Risk and Remembrance
The question also illuminates two other salient issues. The first is one's personal risk-reward ratio. For a very few, perhaps the most reckless and thrill seeking among us, probability zero is an acceptable answer. For others, the adventuresome and the explorers, those with the putative "right stuff," almost any carefully quantified, non-zero probability is acceptable, for it offers the hope, even if improbable, of safe return. Many opt for an answer where the prospects of success exceed those for failure, for they value their lives.
The second aspect cuts to the centrality of our humanity, our insatiable curiosity and our hope to be remembered for having done something new, for having made a difference. To set foot Mars offers a chance to answer some deeply intriguing and vexing scientific questions about planetary formation and history and about the possibility of life on Mars, past or present.

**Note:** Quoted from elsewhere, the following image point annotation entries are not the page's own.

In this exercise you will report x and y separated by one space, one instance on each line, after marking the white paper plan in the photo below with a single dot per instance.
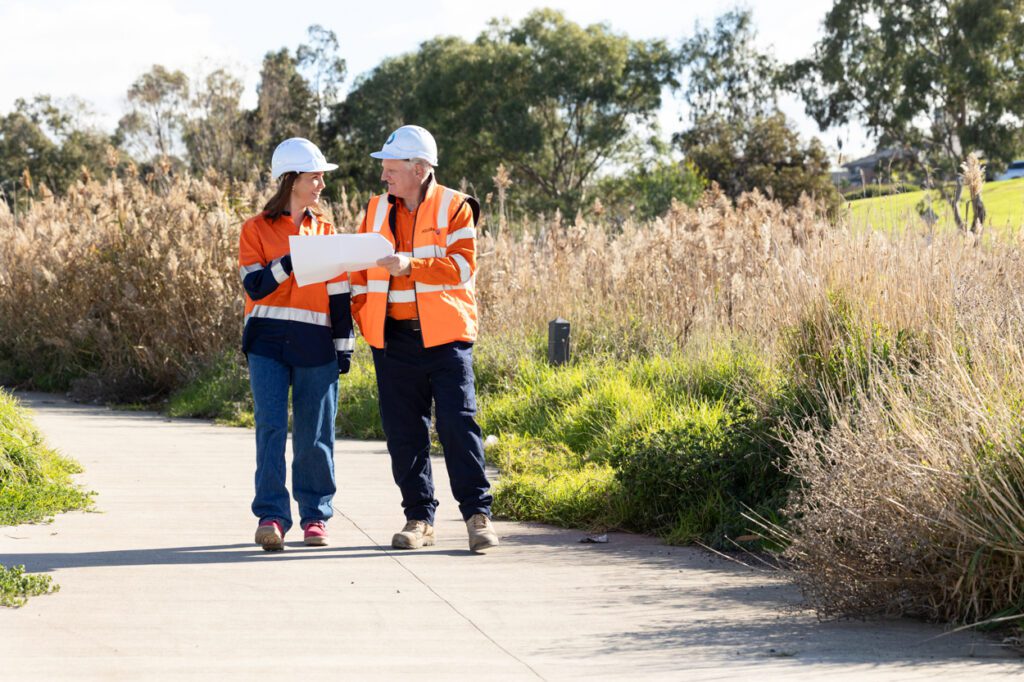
323 257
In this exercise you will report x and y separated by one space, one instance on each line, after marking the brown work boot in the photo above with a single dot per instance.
481 533
414 536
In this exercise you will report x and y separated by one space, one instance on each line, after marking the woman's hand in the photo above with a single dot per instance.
397 265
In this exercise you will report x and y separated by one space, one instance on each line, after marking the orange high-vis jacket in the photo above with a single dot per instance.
302 326
440 284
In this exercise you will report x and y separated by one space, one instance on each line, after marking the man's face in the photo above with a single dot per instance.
403 178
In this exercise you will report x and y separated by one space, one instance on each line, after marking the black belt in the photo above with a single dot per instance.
401 325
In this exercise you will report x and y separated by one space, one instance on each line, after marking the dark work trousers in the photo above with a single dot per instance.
409 379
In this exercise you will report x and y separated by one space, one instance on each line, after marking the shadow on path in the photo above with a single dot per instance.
42 562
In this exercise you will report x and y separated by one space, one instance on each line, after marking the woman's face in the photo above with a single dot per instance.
307 187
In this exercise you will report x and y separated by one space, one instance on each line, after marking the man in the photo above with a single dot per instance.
418 311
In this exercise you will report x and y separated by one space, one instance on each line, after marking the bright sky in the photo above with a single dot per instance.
96 48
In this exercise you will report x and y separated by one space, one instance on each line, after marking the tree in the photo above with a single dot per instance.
551 99
214 134
762 154
318 57
940 77
737 136
647 190
52 141
286 105
158 102
724 73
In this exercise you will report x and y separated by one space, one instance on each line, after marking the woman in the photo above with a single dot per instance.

To be the first offers something else, the opportunity to be remembered, at least in the brief span of recorded human history, for having done something extraordinary.
What Is Your Answer?
It is an interesting and thought provoking question. It is a presentation unto itself. What probability of successful return would you accept?
As for me, as John Glenn once said, if there were a bird on the pad and they offered me a ride, I would be on it. I would have calculated the risks with the engineers, worked with the scientists and made an informed choice. Beyond that, the science, the technology, the curiosity, the opportunity – I feel their call.